The most incredible sight was the huge carved wood Buddha in one of the temples.
After the temple, we returned to the hotel mid afternoon where we relaxed for a bit after our busy day. I needed some ibuprofen to hopefully ease some back pain and bandages due to my tumble at the zoo and the hotel suggested we go to a store in the next block – Walmart! Who knew???
Walmart was located on the ground and basement floors of a high rise office building. The ground floor was almost entirely groceries while down the moving sidewalk (so you could take your cart) in the basement were clothes, housewares, appliances, etc.
Unlike US Walmarts where most food is prepackaged, in Beijing there were stalls making steamed buns, noodles, and a huge selection of live fish! Also, Peking ducks and huge bins of rice!
Along the long moving sidewalk, they displayed impulse purchase items including “American Prunes”. I wonder if the Chinese don’t eat dried plums?
While we enjoyed visiting the store, we couldn’t find the bandages or the ibuprofen. After asking several clerks (there were hundreds in the store-another difference from US Walmart) and coming up empty, I went to the customer service desk and used google translate to ask. They pointed “over there”. After wandering for a bit, I was still lost, finally one of the customer service folks, took me out of the store proper and down a hallway to the pharmacy section which while in the Walmart was on the other side of the cash registers. There the pharmacist sold me what I needed!
We returned to the hotel and ate our leftover Peking Duck and vegetables from lunch the day before…and some noodles we bought at one of the Walmart booths. Mike was in need of a haircut and we passed two salons the night before on our death march to try to go to Tiananmen Square. So while I relaxed and tried to get my back to stop hurting, Mike went down the street to get a haircut. Using google translate and hand signals, he had the full spa experience-wash, trim, dry, shave, etc. I’m sorry I didn’t go to take pictures as apparently the whole place got into his beauty act. While they trimmed his beard so much that he ended up turning it into a goatee, it still got a thumbs up from the barber and him. And from me when he told me it cost less than $20 including a tip!

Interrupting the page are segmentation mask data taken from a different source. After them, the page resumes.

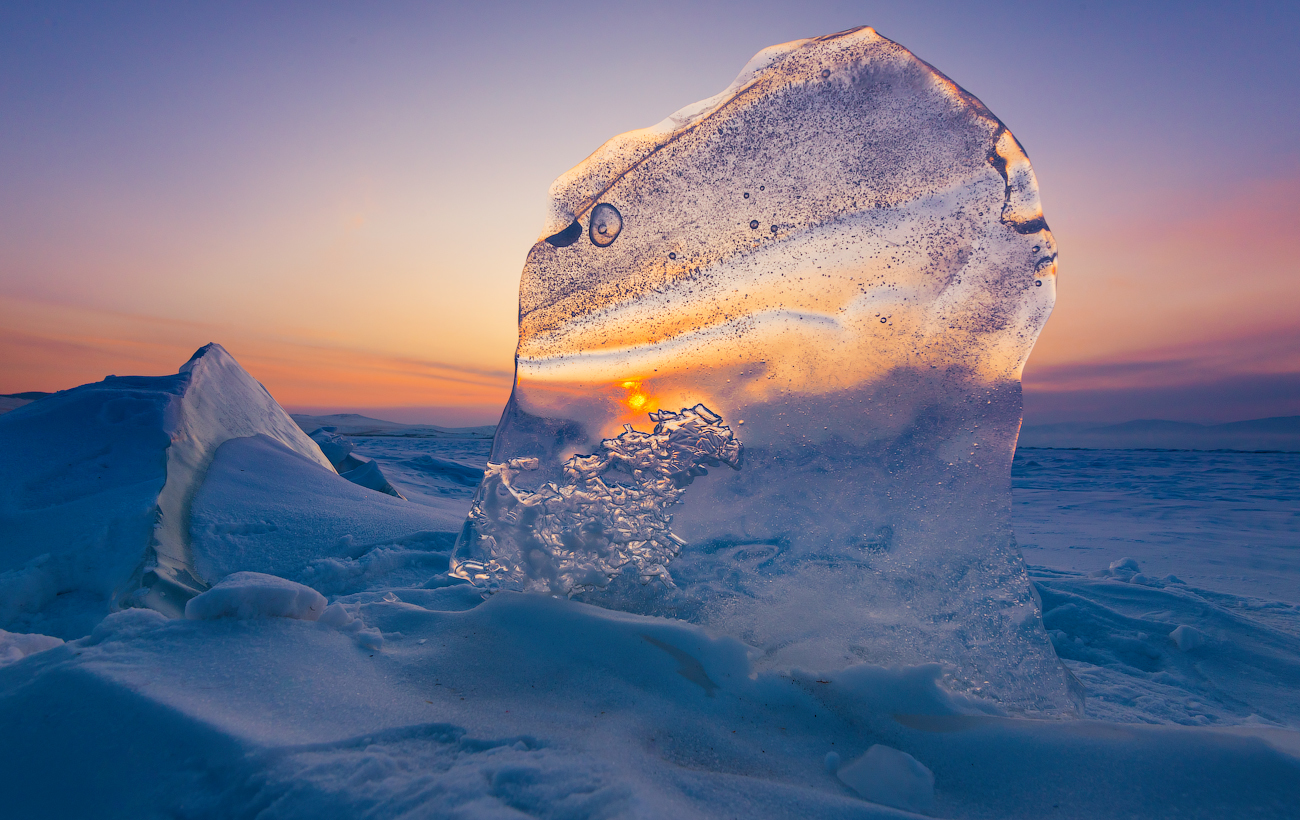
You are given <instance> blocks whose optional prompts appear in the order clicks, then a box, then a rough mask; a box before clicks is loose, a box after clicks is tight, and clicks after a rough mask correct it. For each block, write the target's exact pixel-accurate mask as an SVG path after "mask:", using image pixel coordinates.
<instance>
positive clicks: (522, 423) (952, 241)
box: [454, 29, 1074, 712]
mask: <svg viewBox="0 0 1300 820" xmlns="http://www.w3.org/2000/svg"><path fill="white" fill-rule="evenodd" d="M541 238H542V239H543V240H539V242H538V243H537V244H536V246H534V247H533V250H532V251H530V253H529V256H528V261H526V264H525V266H524V272H523V275H521V279H520V320H519V350H517V355H516V381H515V390H513V394H512V396H511V400H510V403H508V405H507V408H506V412H504V415H503V416H502V421H500V426H499V428H498V433H497V439H495V442H494V446H493V457H491V460H493V461H494V463H498V464H510V463H512V460H520V459H526V460H528V464H529V465H533V464H536V468H534V469H530V470H526V472H515V473H512V474H511V476H510V481H511V486H512V487H515V489H528V490H530V491H545V493H555V491H558V490H550V489H546V490H542V489H541V487H546V486H549V485H547V482H550V483H554V485H555V487H562V486H565V483H567V482H568V483H573V482H572V481H569V480H568V478H565V476H567V474H568V470H569V469H571V468H569V467H568V465H569V464H571V463H572V459H573V457H575V456H577V455H578V454H588V452H593V451H594V450H595V447H597V444H598V442H601V441H602V439H608V438H610V437H612V435H616V434H617V430H619V429H620V428H621V426H623V425H624V424H628V422H632V421H636V420H640V418H642V417H643V416H645V413H647V412H654V411H659V409H660V408H681V407H694V405H697V404H703V405H706V407H708V408H710V409H711V411H712V412H714V413H718V415H720V416H723V417H725V418H728V420H732V421H733V424H735V425H736V430H737V431H738V433H740V431H742V438H744V441H745V452H746V456H745V461H746V465H745V469H742V470H737V472H728V473H724V474H723V476H716V477H711V478H710V480H708V481H703V482H699V483H698V485H695V486H694V487H693V489H692V493H690V495H689V496H688V498H684V499H681V503H680V504H679V506H677V507H676V508H675V519H673V524H672V532H673V533H675V535H677V537H680V538H681V539H682V541H685V542H688V545H689V546H688V547H685V548H682V550H681V551H680V555H677V556H676V557H673V563H672V574H673V578H675V581H676V586H675V587H668V589H666V587H663V586H660V585H653V586H640V585H637V583H634V582H628V581H629V578H624V576H620V577H619V578H616V580H615V581H614V582H611V583H608V585H606V586H602V585H599V583H591V582H589V581H581V582H578V583H577V586H584V587H585V586H590V587H591V589H589V590H588V591H585V593H582V598H584V599H585V600H589V602H591V603H598V604H601V606H607V607H614V608H623V609H630V611H637V612H649V613H656V615H668V616H673V617H680V619H685V620H690V621H693V622H698V624H705V625H707V626H708V628H711V629H715V630H718V632H722V633H725V634H731V635H735V637H737V638H741V639H744V641H746V642H749V643H750V645H753V646H755V647H758V648H759V650H761V652H759V654H758V656H759V659H761V660H759V664H761V665H764V667H774V668H787V669H790V668H803V669H829V668H842V667H846V665H850V664H854V663H862V661H866V663H875V664H915V663H928V661H940V663H943V664H944V668H945V669H948V673H946V674H948V678H946V681H948V685H949V686H952V687H953V689H957V690H962V691H969V693H972V694H978V695H982V697H988V698H993V699H997V700H1000V702H1001V703H1004V704H1006V706H1008V707H1009V708H1015V710H1022V711H1026V712H1058V711H1061V710H1066V711H1069V710H1070V708H1071V707H1073V704H1074V697H1073V695H1071V693H1070V684H1069V677H1067V673H1066V672H1065V671H1063V668H1062V667H1061V664H1060V661H1058V660H1057V658H1056V655H1054V652H1053V650H1052V646H1050V642H1049V641H1048V637H1047V633H1045V630H1044V629H1043V625H1041V617H1040V607H1039V603H1037V602H1036V599H1035V595H1034V590H1032V587H1031V585H1030V582H1028V578H1027V576H1026V570H1024V563H1023V560H1022V559H1021V555H1019V551H1018V550H1017V546H1015V541H1014V537H1013V534H1011V529H1010V461H1011V454H1013V452H1014V448H1015V437H1017V433H1018V430H1019V422H1021V407H1022V402H1021V383H1019V378H1021V372H1022V369H1023V366H1024V361H1026V359H1027V357H1028V353H1030V350H1031V348H1032V346H1034V340H1035V339H1036V338H1037V334H1039V331H1040V330H1041V327H1043V324H1044V322H1045V321H1047V317H1048V314H1049V312H1050V309H1052V304H1053V300H1054V298H1056V287H1054V283H1056V259H1057V256H1056V244H1054V240H1053V238H1052V233H1050V231H1049V230H1048V227H1047V224H1045V222H1044V220H1043V212H1041V208H1040V204H1039V195H1037V183H1036V181H1035V177H1034V170H1032V169H1031V166H1030V162H1028V159H1027V157H1026V155H1024V152H1023V149H1022V148H1021V144H1019V143H1018V142H1017V139H1015V138H1014V136H1013V135H1011V133H1010V131H1009V130H1008V129H1006V127H1005V126H1004V125H1002V122H1001V121H998V120H997V117H995V116H993V114H992V113H991V112H989V110H988V109H987V108H985V107H984V105H983V104H982V103H980V101H979V100H976V99H975V97H974V96H971V95H970V94H969V92H966V91H965V90H962V88H961V87H958V86H957V84H956V83H953V82H952V81H950V79H948V78H946V77H944V75H943V74H940V73H937V71H936V70H935V69H933V68H932V66H930V65H928V64H926V62H923V61H920V60H918V58H917V57H915V56H914V55H911V53H910V52H909V51H907V49H905V48H902V47H901V45H898V44H897V43H892V42H889V40H887V39H884V38H881V36H880V35H878V34H876V32H875V31H872V30H871V29H857V30H853V31H845V32H840V34H835V35H828V36H823V38H815V39H810V40H798V42H794V43H785V44H783V45H775V47H772V48H768V49H766V51H763V52H761V53H759V55H758V56H755V57H754V60H751V61H750V64H749V65H746V66H745V69H744V70H742V71H741V74H740V77H737V79H736V81H735V82H733V83H732V86H731V87H728V88H727V90H725V91H723V92H722V94H719V95H716V96H714V97H710V99H707V100H703V101H701V103H697V104H694V105H689V107H686V108H684V109H681V110H679V112H677V113H675V114H672V116H671V117H668V118H667V120H664V121H663V122H660V123H659V125H656V126H653V127H650V129H643V130H641V131H632V133H629V134H623V135H620V136H616V138H614V139H611V140H610V142H607V143H606V144H604V146H602V147H601V148H599V149H597V151H595V152H594V153H593V155H591V156H590V157H588V159H586V160H585V161H582V162H581V164H580V165H578V166H576V168H575V169H572V170H571V172H568V173H567V174H564V175H563V177H562V178H560V179H558V181H556V182H555V185H554V186H552V188H551V204H550V212H549V214H547V220H546V224H545V226H543V229H542V234H541ZM615 239H616V240H615ZM741 425H744V426H741ZM519 463H520V464H523V461H519ZM487 481H489V483H491V482H500V481H504V480H503V478H502V477H489V480H487ZM520 485H526V487H520ZM490 491H497V490H495V489H493V490H490ZM486 493H489V487H487V486H486V485H485V487H484V489H482V490H481V491H480V495H481V500H486V499H485V498H484V494H486ZM599 509H603V508H599ZM572 515H575V516H576V517H573V519H571V520H569V521H568V522H567V524H565V526H567V528H569V529H571V530H580V529H581V528H580V526H578V525H580V519H581V516H584V515H586V513H584V512H581V511H573V512H572ZM513 526H515V524H513V522H512V521H508V520H504V519H500V517H498V513H497V512H494V511H493V509H491V508H489V507H486V506H482V507H480V508H477V512H476V516H474V517H472V520H471V521H469V522H468V524H467V526H465V529H464V530H463V534H461V538H460V542H459V546H458V552H456V557H455V560H454V569H455V570H456V572H458V573H460V574H463V576H465V577H473V576H474V574H476V573H474V572H472V570H469V569H467V568H471V567H474V565H486V564H489V563H490V561H491V560H497V561H498V564H499V568H498V569H494V570H493V572H491V573H486V576H489V577H485V578H482V580H480V578H474V580H476V582H484V583H487V582H490V581H493V580H498V578H499V580H500V582H502V583H504V580H506V578H511V577H515V578H520V580H523V578H529V580H532V578H533V577H542V576H543V574H545V573H543V572H542V570H538V569H534V568H533V567H532V565H530V564H529V563H528V559H529V551H528V550H524V548H521V547H520V545H519V543H512V545H511V546H510V548H508V550H506V551H504V552H502V554H500V555H495V554H493V550H499V548H500V543H502V542H500V541H499V539H498V538H497V534H495V533H499V532H503V530H511V528H513ZM585 526H586V529H585V530H581V532H584V533H599V537H597V538H595V543H597V545H601V548H603V545H604V543H606V541H607V539H610V535H608V533H607V532H606V524H604V522H603V520H602V519H599V517H591V519H590V520H589V521H588V522H586V525H585ZM571 543H573V545H575V546H572V547H565V548H567V550H569V554H565V557H564V560H572V561H576V563H577V564H582V565H585V564H584V561H586V563H589V564H591V565H597V564H599V561H601V560H603V559H601V557H599V550H590V548H589V547H588V546H586V545H585V543H578V542H571ZM655 543H658V542H655ZM673 543H676V542H673ZM675 548H676V547H673V548H663V550H660V554H662V559H659V557H656V561H658V564H662V563H663V560H667V559H668V557H672V552H673V550H675ZM584 552H589V555H586V556H585V557H584ZM539 554H541V555H542V556H543V557H545V561H543V565H545V564H547V563H549V561H551V557H549V556H550V555H551V552H549V551H547V550H542V551H541V552H539ZM620 560H621V559H620ZM658 564H656V563H655V561H647V563H646V565H647V567H655V565H658ZM611 567H612V564H611ZM547 572H549V570H547ZM530 573H532V574H530ZM480 574H481V573H480ZM628 574H632V573H628ZM510 586H513V587H520V586H525V587H528V589H546V590H562V591H563V590H565V583H560V585H558V586H550V583H549V582H536V583H533V582H532V581H529V582H528V583H524V582H523V581H519V582H511V583H510Z"/></svg>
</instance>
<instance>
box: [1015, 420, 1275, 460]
mask: <svg viewBox="0 0 1300 820" xmlns="http://www.w3.org/2000/svg"><path fill="white" fill-rule="evenodd" d="M1019 446H1021V447H1056V448H1071V447H1076V448H1083V450H1244V451H1261V450H1266V451H1282V452H1300V416H1278V417H1273V418H1252V420H1249V421H1232V422H1229V424H1192V422H1188V421H1162V420H1158V418H1144V420H1139V421H1125V422H1122V424H1091V422H1073V421H1067V422H1058V424H1044V425H1026V426H1024V428H1022V429H1021V439H1019Z"/></svg>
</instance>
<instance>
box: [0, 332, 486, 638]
mask: <svg viewBox="0 0 1300 820" xmlns="http://www.w3.org/2000/svg"><path fill="white" fill-rule="evenodd" d="M357 463H359V464H357V465H356V469H354V470H352V472H354V473H357V470H367V468H368V465H369V473H370V476H369V478H370V481H369V483H370V485H373V486H372V489H363V486H357V483H363V485H364V483H365V481H356V482H352V483H350V482H348V481H343V480H342V478H341V477H339V476H338V474H337V473H335V470H334V468H333V467H331V465H330V461H329V460H328V459H326V457H325V455H324V454H322V452H321V450H320V447H317V446H316V443H315V442H313V441H312V439H311V438H308V437H307V434H305V433H303V430H300V429H299V426H298V425H296V424H295V422H294V420H292V418H290V417H289V415H287V413H286V412H285V411H283V408H281V407H279V404H278V403H277V402H276V400H274V399H273V398H272V396H270V395H269V394H268V392H266V390H265V389H264V387H263V386H261V385H259V383H257V382H256V381H255V379H253V378H252V377H251V376H250V374H248V373H247V372H246V370H244V369H243V368H242V366H239V364H238V363H237V361H235V360H234V359H233V357H231V356H230V355H229V353H227V352H226V351H225V350H224V348H222V347H221V346H218V344H208V346H205V347H203V348H200V350H199V351H198V352H196V353H195V355H194V356H192V357H191V359H190V360H188V361H187V363H186V364H185V365H183V366H182V368H181V372H179V373H177V374H174V376H162V377H122V378H118V377H109V378H107V379H104V381H103V382H98V383H94V385H83V386H81V387H75V389H73V390H65V391H62V392H59V394H55V395H51V396H47V398H44V399H42V400H40V402H35V403H31V404H27V405H25V407H21V408H18V409H16V411H13V412H9V413H5V415H4V416H3V417H0V532H3V533H4V538H3V539H0V629H10V630H13V629H18V630H22V632H47V633H48V634H53V635H56V637H60V638H74V637H81V635H85V634H86V633H88V632H90V630H91V628H94V625H95V624H96V622H98V621H99V620H100V619H101V617H104V615H107V613H108V612H110V611H113V609H117V608H122V607H140V606H143V607H151V608H155V609H159V611H160V612H164V613H166V615H170V616H173V617H178V616H181V615H182V613H183V611H185V606H186V602H187V600H188V599H191V598H192V596H194V595H195V594H199V593H201V591H203V590H205V589H207V587H208V586H209V585H212V583H216V582H218V581H221V580H222V578H225V577H226V576H229V574H231V573H237V572H242V570H252V572H261V573H274V574H282V576H286V577H291V578H298V580H302V581H312V582H325V581H326V577H325V576H328V574H329V573H330V572H333V570H334V567H333V564H331V563H330V561H335V563H337V561H338V560H343V561H352V563H355V560H356V559H360V557H363V556H364V555H367V552H368V551H370V550H372V548H376V547H377V546H389V547H390V548H391V550H395V551H398V552H402V555H406V554H407V552H411V556H409V557H411V560H419V559H420V556H419V555H416V552H420V550H421V548H422V546H426V545H432V543H435V542H437V543H441V542H442V541H446V539H450V535H448V534H447V533H448V532H454V530H455V529H456V528H458V526H459V524H460V520H461V516H463V515H464V513H463V509H464V508H463V507H458V508H456V509H455V512H451V513H448V512H447V511H439V509H434V508H430V507H420V506H413V504H407V503H406V502H402V500H399V498H389V496H387V495H381V494H380V493H374V491H373V490H382V487H383V486H386V485H387V481H386V480H385V478H383V476H382V474H381V473H378V469H377V465H374V464H373V461H364V463H361V461H360V460H357ZM359 477H360V478H363V480H364V478H367V476H360V474H359ZM354 478H355V477H354ZM394 494H395V491H394ZM398 545H406V547H400V546H398ZM403 550H406V551H403ZM439 557H441V556H439ZM394 560H395V559H394ZM442 560H445V559H442ZM390 563H391V561H390ZM425 563H428V561H425ZM321 573H325V576H322V574H321Z"/></svg>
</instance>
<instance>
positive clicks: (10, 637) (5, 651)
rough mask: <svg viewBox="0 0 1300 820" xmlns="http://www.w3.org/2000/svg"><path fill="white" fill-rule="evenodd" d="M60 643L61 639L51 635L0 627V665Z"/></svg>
mask: <svg viewBox="0 0 1300 820" xmlns="http://www.w3.org/2000/svg"><path fill="white" fill-rule="evenodd" d="M60 645H62V639H60V638H55V637H51V635H36V634H30V633H12V632H5V630H3V629H0V667H3V665H5V664H10V663H13V661H16V660H22V659H23V658H26V656H27V655H31V654H32V652H42V651H44V650H52V648H55V647H56V646H60Z"/></svg>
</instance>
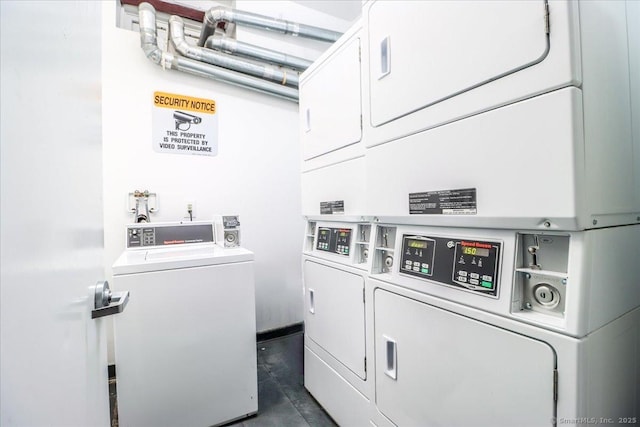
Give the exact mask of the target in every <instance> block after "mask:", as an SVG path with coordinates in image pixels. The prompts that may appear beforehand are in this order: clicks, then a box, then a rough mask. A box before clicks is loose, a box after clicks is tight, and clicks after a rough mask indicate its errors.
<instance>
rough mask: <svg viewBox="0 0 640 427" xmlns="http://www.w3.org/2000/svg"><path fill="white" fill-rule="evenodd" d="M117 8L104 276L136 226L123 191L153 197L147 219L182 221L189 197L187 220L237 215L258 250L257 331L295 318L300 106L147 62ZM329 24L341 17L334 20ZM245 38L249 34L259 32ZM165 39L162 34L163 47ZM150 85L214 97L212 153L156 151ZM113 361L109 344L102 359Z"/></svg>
mask: <svg viewBox="0 0 640 427" xmlns="http://www.w3.org/2000/svg"><path fill="white" fill-rule="evenodd" d="M253 3H254V2H246V5H244V7H256V5H258V6H259V4H260V2H257V3H256V4H255V5H254V4H253ZM284 3H288V2H284ZM274 5H275V6H274ZM295 6H297V9H296V7H294V8H292V9H288V8H286V7H284V6H282V5H280V4H279V3H275V4H274V3H271V7H272V8H278V7H279V8H281V9H282V10H287V11H289V10H293V11H294V12H296V11H297V13H304V8H301V7H300V6H299V5H295ZM117 7H118V6H117V4H116V2H103V14H102V15H103V18H102V19H103V28H102V32H103V37H102V73H103V86H102V98H103V99H102V102H103V107H102V114H103V176H104V183H103V191H104V224H105V227H104V229H105V236H104V245H105V275H106V278H107V280H109V279H112V277H113V271H112V268H111V266H112V264H113V263H114V261H115V260H116V258H117V257H118V255H119V254H120V253H121V252H122V250H123V249H124V248H125V224H128V223H132V222H134V215H133V213H132V212H130V211H127V195H128V194H129V193H132V192H134V191H135V190H140V191H145V190H147V191H149V192H152V193H155V194H156V195H157V203H158V206H157V210H156V211H155V212H153V213H151V218H150V219H151V222H161V221H164V222H167V221H188V220H189V218H188V212H187V204H188V203H194V205H195V209H194V213H195V217H194V220H212V218H213V216H214V215H220V214H221V215H238V216H239V219H240V222H241V229H242V242H241V245H242V246H243V247H245V248H247V249H249V250H251V251H253V252H254V253H255V273H256V323H257V331H258V333H260V332H263V331H269V330H273V329H278V328H282V327H286V326H289V325H292V324H296V323H300V322H302V291H301V290H302V284H301V271H300V259H299V253H300V247H301V244H302V240H303V232H304V223H303V220H302V215H301V210H300V205H301V202H300V166H299V164H300V148H299V143H298V104H297V103H295V102H292V101H288V100H283V99H279V98H276V97H272V96H268V95H265V94H261V93H257V92H253V91H250V90H247V89H244V88H239V87H236V86H231V85H228V84H223V83H219V82H216V81H213V80H209V79H205V78H200V77H197V76H192V75H187V74H184V73H180V72H177V71H174V70H165V69H163V68H162V67H159V66H157V65H155V64H153V63H152V62H151V61H149V60H148V59H147V58H146V57H145V54H144V52H143V50H142V49H141V47H140V34H139V33H138V32H137V31H131V30H126V29H122V28H118V27H117V26H116V13H117V12H118V11H117V10H116V9H117ZM263 9H264V7H263ZM259 12H260V13H267V12H269V11H268V10H262V9H261V10H260V11H259ZM270 12H271V15H273V16H278V15H281V14H282V13H281V12H278V11H277V10H271V11H270ZM289 13H291V12H289ZM305 18H306V19H307V20H308V19H309V18H308V17H305ZM316 19H317V18H316ZM335 25H342V26H345V25H346V23H342V22H340V21H339V20H338V19H336V20H335ZM247 37H251V38H253V39H254V40H255V39H256V38H259V37H260V36H259V35H256V34H248V35H247ZM162 38H163V35H162V34H159V37H158V39H159V41H160V43H162V42H163V40H162ZM265 39H266V40H267V42H266V44H269V43H271V45H272V48H273V45H274V44H276V45H277V43H283V41H281V40H278V38H277V36H276V37H274V36H269V37H268V38H267V37H265ZM282 40H284V38H283V39H282ZM305 43H306V45H305ZM321 47H322V48H323V49H324V48H326V47H327V45H326V44H321V43H319V42H315V41H313V40H311V41H304V40H303V41H301V42H300V43H299V46H297V49H298V50H300V51H301V52H303V53H304V54H305V55H306V56H307V57H311V58H312V59H313V58H315V57H317V56H318V55H319V54H320V53H321V52H322V50H321ZM298 54H300V55H302V53H298ZM156 91H161V92H166V93H173V94H181V95H184V96H191V97H199V98H206V99H211V100H214V101H215V103H216V114H217V115H218V129H217V134H216V135H214V137H215V138H217V141H216V142H217V155H215V156H201V155H182V154H173V153H163V152H157V151H156V150H154V147H153V146H152V144H153V142H152V131H153V129H152V128H153V108H154V104H153V97H154V92H156ZM132 298H135V296H134V295H132ZM113 362H114V356H113V345H110V352H109V363H110V364H112V363H113Z"/></svg>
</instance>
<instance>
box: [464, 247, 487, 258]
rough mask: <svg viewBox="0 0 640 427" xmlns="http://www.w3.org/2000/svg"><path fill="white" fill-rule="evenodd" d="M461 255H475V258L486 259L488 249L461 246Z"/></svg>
mask: <svg viewBox="0 0 640 427" xmlns="http://www.w3.org/2000/svg"><path fill="white" fill-rule="evenodd" d="M462 253H463V254H465V255H475V256H483V257H488V256H489V249H484V248H473V247H470V246H463V247H462Z"/></svg>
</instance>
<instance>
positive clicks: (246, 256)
mask: <svg viewBox="0 0 640 427" xmlns="http://www.w3.org/2000/svg"><path fill="white" fill-rule="evenodd" d="M252 260H253V252H251V251H249V250H247V249H244V248H222V247H220V246H217V245H215V244H213V243H206V244H200V245H184V246H170V247H155V248H152V249H148V250H144V249H142V250H140V249H137V250H126V251H124V252H123V253H122V255H120V257H119V258H118V259H117V260H116V262H115V263H114V264H113V274H114V275H118V274H131V273H143V272H150V271H161V270H174V269H178V268H189V267H202V266H206V265H219V264H230V263H236V262H245V261H252Z"/></svg>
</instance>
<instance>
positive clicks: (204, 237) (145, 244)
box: [127, 224, 213, 248]
mask: <svg viewBox="0 0 640 427" xmlns="http://www.w3.org/2000/svg"><path fill="white" fill-rule="evenodd" d="M210 242H213V226H212V224H180V225H162V226H151V225H149V224H146V225H131V226H128V227H127V248H140V247H148V246H168V245H183V244H190V243H210Z"/></svg>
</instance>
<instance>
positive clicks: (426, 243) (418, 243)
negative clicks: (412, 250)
mask: <svg viewBox="0 0 640 427" xmlns="http://www.w3.org/2000/svg"><path fill="white" fill-rule="evenodd" d="M407 246H409V247H410V248H420V249H426V248H427V241H426V240H413V239H409V240H408V241H407Z"/></svg>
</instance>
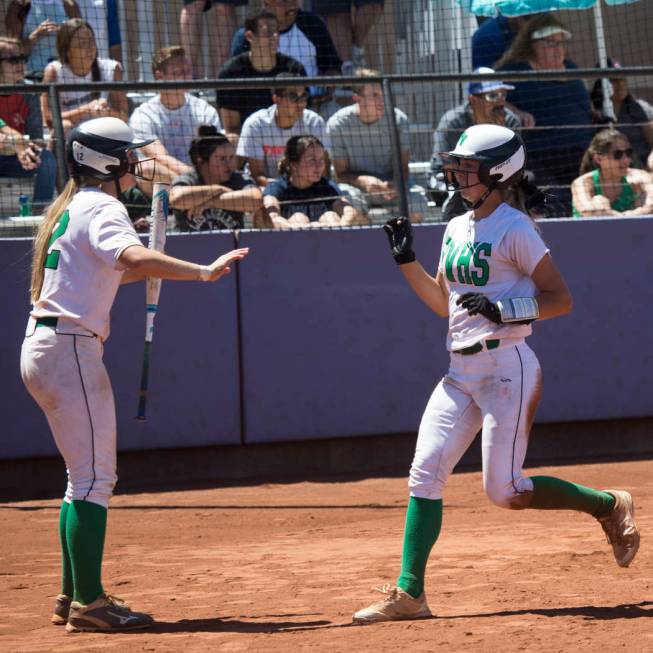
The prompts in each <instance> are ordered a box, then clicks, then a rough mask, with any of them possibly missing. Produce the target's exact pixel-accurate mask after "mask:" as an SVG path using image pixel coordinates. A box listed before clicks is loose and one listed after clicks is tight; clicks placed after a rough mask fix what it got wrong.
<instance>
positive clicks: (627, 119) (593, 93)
mask: <svg viewBox="0 0 653 653" xmlns="http://www.w3.org/2000/svg"><path fill="white" fill-rule="evenodd" d="M608 67H609V68H621V64H620V63H619V62H618V61H614V60H613V59H608ZM613 74H618V72H617V71H616V72H615V73H613ZM601 82H602V80H600V79H597V80H596V82H594V86H593V87H592V93H591V97H592V104H593V106H594V110H595V112H596V115H597V121H598V122H600V123H605V122H609V121H611V118H610V117H608V116H605V115H604V114H603V88H602V85H601ZM610 85H611V87H612V97H611V100H612V108H613V109H614V115H615V117H616V119H617V124H616V126H617V127H618V128H619V131H621V132H622V133H623V134H624V135H625V136H626V137H627V138H628V140H629V141H630V144H631V146H632V148H633V150H634V151H635V155H636V157H637V158H636V159H635V161H636V163H637V164H638V165H646V161H647V159H648V157H649V154H650V153H651V148H653V107H652V106H651V105H650V104H649V103H648V102H647V101H646V100H643V99H642V98H636V97H634V96H633V95H632V93H631V92H630V89H629V88H628V80H627V79H626V78H625V77H611V78H610Z"/></svg>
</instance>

So ended our first day with Viking. So far we have been impressed with how they have dealt with the enormous crowds and are happy we decided to splurge somewhat with their pre-cruise extension. Based on some quick math, I think we could have booked similar hotels and tours for the two days and perhaps saves $200 but I think meeting some folks ahead of actually boarding made the cruise itself more enjoyable.
“Tomorrow” we visit Tiananmen Square (finally!), the Forbidden Palace and then will be taken to the ship which is docked in Tianjin about an hour and a half drive from Beijing. So our last act before bed was placing our bags outside the door so that they get moved to the ship.